Analis Politik Sekaligus Direktur Eksekutif Voxpol Center Research and Consulting, Pangi Syarwi Chaniago merasa heran apabila pemerintah sudah memberi sinyal agar Pilkada dilakukan secara serentak nasional di tahun 2024.

“Bagaimana mungkin secara akal sehat atau commen sense pemerintah mendukung dan memberikan sinyal pilkada serentak hanya di tahun 2024, tidak ada penyelenggaraan pilkada serentak di tahun 2022-2023,” kata Pangi kepada Indozone, Selasa (2/2/2021).

Menurut Pangi, dengan tidak adanya Pilkada di tahun 2022 dan 2023 pun akan ada 272 kepala daerah yang dijabat Pelaksana Tugas (Plt).  Justru hal ini akan berpotensi merusak kualitas demokrasi.

“Ini yang merusak kualitas demokrasi, disharmoni, disorder, padahal setahu saya, boleh di koreksi prasyarat negara demokratis yakni  terjadi pertukaran elite berkuasa/kepala daerah secara reguler,” tegas dia.
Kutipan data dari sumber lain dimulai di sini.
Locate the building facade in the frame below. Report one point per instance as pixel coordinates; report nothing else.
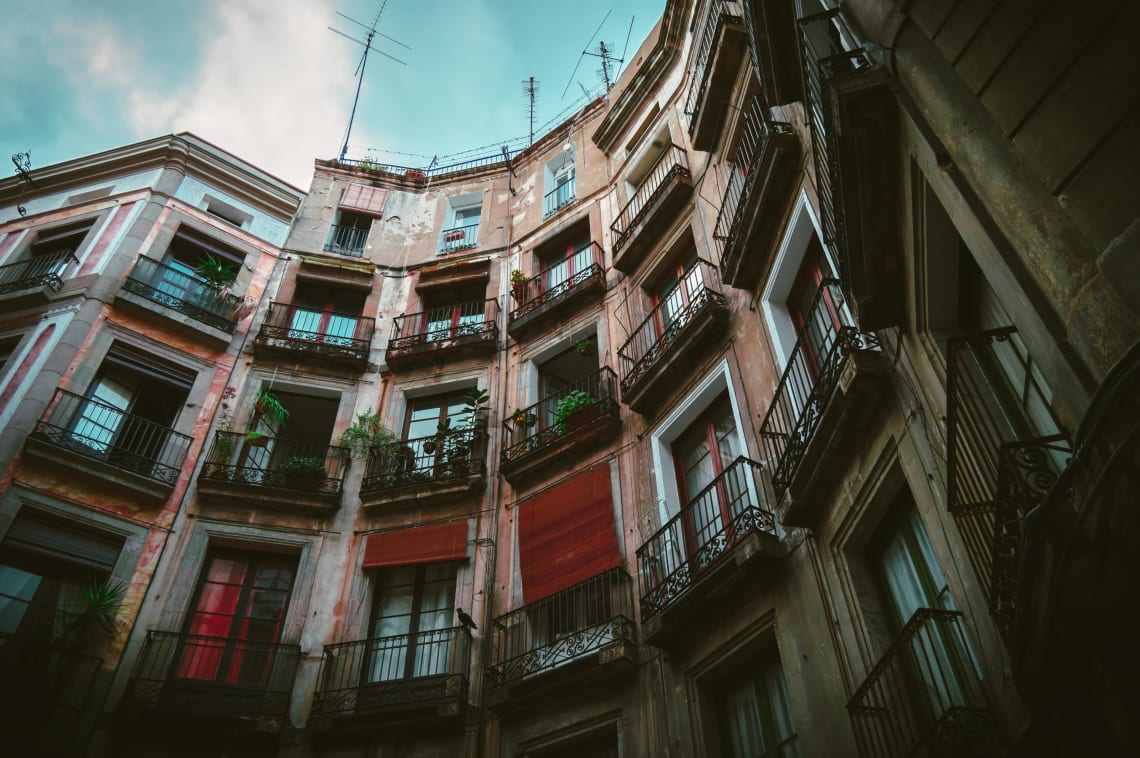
(781, 402)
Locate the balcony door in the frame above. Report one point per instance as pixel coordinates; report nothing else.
(237, 618)
(412, 622)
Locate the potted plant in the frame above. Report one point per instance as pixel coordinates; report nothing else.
(568, 414)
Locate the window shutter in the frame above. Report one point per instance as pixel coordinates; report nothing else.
(433, 544)
(364, 200)
(566, 535)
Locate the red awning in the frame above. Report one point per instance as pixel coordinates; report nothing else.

Baca Juga: Deputi Balitbang DPP Partai Demokrat Minta Moeldoko Jujur: Anda yang Mendatangi Mereka

Disisi lain, jika pemerintah tetap bersikeras untuk menolak melakukan revisi undang-undang pemilu terutama yang berkaitan dengan keserentakan ini, maka menurutnya wajar saja bila publik layak curiga kepentingan apa sebenarnya yang sedang diperjuangkan.

“Faktanya pada tahun 2022, terdapat 101 kepala daerah yang berakhir masa jabatannya, dan 171 pejabat akan mengakhiri masa baktinya pada tahun 2023. Para kepala daerah yang habis masa jabatannya ini adalah hasil pilkada 2017 dan 2018, itu artinya ada 272 plt yang akan menduduki posisi kepala daerah,” ucap dia.
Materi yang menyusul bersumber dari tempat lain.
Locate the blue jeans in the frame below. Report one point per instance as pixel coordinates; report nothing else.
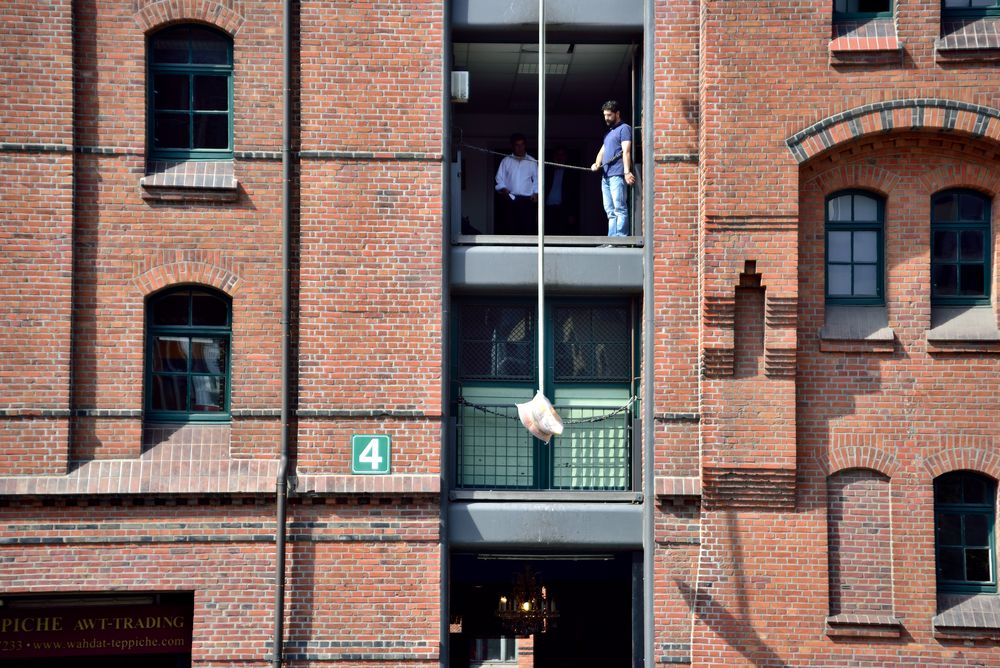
(614, 191)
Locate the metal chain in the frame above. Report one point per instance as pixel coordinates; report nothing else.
(596, 418)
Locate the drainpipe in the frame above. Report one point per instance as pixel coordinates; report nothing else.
(648, 348)
(446, 431)
(281, 483)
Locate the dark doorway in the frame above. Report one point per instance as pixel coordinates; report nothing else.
(593, 595)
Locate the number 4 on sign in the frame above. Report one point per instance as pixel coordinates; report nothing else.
(371, 454)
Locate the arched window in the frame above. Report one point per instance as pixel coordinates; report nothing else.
(964, 519)
(855, 267)
(190, 93)
(188, 334)
(960, 248)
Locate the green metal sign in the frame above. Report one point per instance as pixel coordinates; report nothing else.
(370, 454)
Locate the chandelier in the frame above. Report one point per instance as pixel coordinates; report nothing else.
(528, 609)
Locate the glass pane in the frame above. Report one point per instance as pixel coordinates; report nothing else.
(948, 490)
(170, 353)
(839, 208)
(208, 394)
(945, 208)
(975, 489)
(973, 280)
(840, 280)
(172, 131)
(976, 530)
(169, 393)
(171, 310)
(949, 529)
(865, 208)
(209, 310)
(211, 93)
(170, 92)
(211, 131)
(509, 649)
(865, 281)
(865, 246)
(972, 245)
(972, 207)
(944, 279)
(874, 5)
(838, 247)
(951, 562)
(209, 355)
(945, 245)
(610, 324)
(209, 47)
(171, 46)
(977, 565)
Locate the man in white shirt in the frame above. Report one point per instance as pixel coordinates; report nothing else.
(517, 185)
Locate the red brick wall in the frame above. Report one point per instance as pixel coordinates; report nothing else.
(764, 576)
(35, 236)
(859, 520)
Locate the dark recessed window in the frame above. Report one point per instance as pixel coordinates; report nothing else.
(190, 93)
(188, 334)
(861, 9)
(960, 248)
(854, 248)
(964, 518)
(971, 7)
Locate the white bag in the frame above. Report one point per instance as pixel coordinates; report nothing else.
(540, 418)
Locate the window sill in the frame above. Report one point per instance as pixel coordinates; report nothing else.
(851, 328)
(865, 42)
(190, 181)
(863, 626)
(967, 617)
(963, 328)
(968, 39)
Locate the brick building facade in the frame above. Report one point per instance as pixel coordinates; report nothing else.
(780, 391)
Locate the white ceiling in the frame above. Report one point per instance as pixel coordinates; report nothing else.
(581, 76)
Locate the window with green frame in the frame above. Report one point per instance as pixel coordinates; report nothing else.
(970, 7)
(590, 355)
(850, 10)
(190, 99)
(964, 522)
(855, 240)
(188, 334)
(960, 248)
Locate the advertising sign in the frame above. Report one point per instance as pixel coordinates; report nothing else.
(27, 633)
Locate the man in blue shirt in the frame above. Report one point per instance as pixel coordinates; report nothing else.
(615, 157)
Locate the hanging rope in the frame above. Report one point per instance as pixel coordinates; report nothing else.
(595, 418)
(547, 162)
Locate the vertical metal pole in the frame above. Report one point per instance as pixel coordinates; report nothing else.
(541, 196)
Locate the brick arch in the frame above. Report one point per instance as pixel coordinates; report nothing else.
(855, 176)
(863, 457)
(979, 458)
(963, 175)
(910, 114)
(187, 271)
(153, 14)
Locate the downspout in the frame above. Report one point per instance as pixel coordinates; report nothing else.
(648, 335)
(281, 483)
(446, 431)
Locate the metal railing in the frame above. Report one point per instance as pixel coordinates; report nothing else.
(494, 451)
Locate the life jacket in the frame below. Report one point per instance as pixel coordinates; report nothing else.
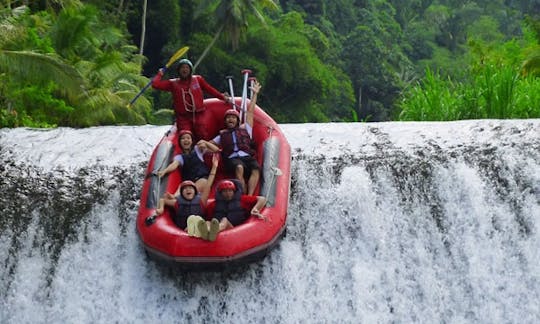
(190, 99)
(193, 168)
(187, 208)
(230, 208)
(243, 141)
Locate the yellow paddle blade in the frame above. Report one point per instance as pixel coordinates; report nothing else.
(177, 55)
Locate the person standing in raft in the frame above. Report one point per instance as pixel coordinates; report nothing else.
(189, 207)
(191, 160)
(231, 207)
(188, 94)
(236, 144)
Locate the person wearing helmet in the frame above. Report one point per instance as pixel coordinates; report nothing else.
(236, 144)
(188, 94)
(231, 208)
(189, 207)
(191, 160)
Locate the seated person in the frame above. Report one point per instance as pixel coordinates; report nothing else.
(189, 207)
(231, 208)
(191, 160)
(236, 143)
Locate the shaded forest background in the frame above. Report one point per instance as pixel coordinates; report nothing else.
(78, 63)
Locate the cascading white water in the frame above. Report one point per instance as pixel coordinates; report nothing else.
(388, 222)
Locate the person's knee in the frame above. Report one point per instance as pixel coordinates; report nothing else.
(239, 169)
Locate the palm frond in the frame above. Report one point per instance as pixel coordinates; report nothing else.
(32, 67)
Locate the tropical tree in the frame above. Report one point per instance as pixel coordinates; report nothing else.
(66, 70)
(231, 18)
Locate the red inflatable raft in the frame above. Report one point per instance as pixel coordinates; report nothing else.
(164, 241)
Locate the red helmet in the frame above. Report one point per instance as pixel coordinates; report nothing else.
(232, 112)
(187, 183)
(184, 132)
(226, 184)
“Apakah presiden merasa belum cukup kuat dengan kekuasaan atau legitimasi yang dimiliki  saat ini, sehingga berambisi mengendalikan kepala daerah atau tegak lurus dengan presiden melalui plt yang ditunjuk kemendagri, sementara kita tahu kemendagri adalah pembantu presiden yang ditunjuk presiden?,” tambahnya.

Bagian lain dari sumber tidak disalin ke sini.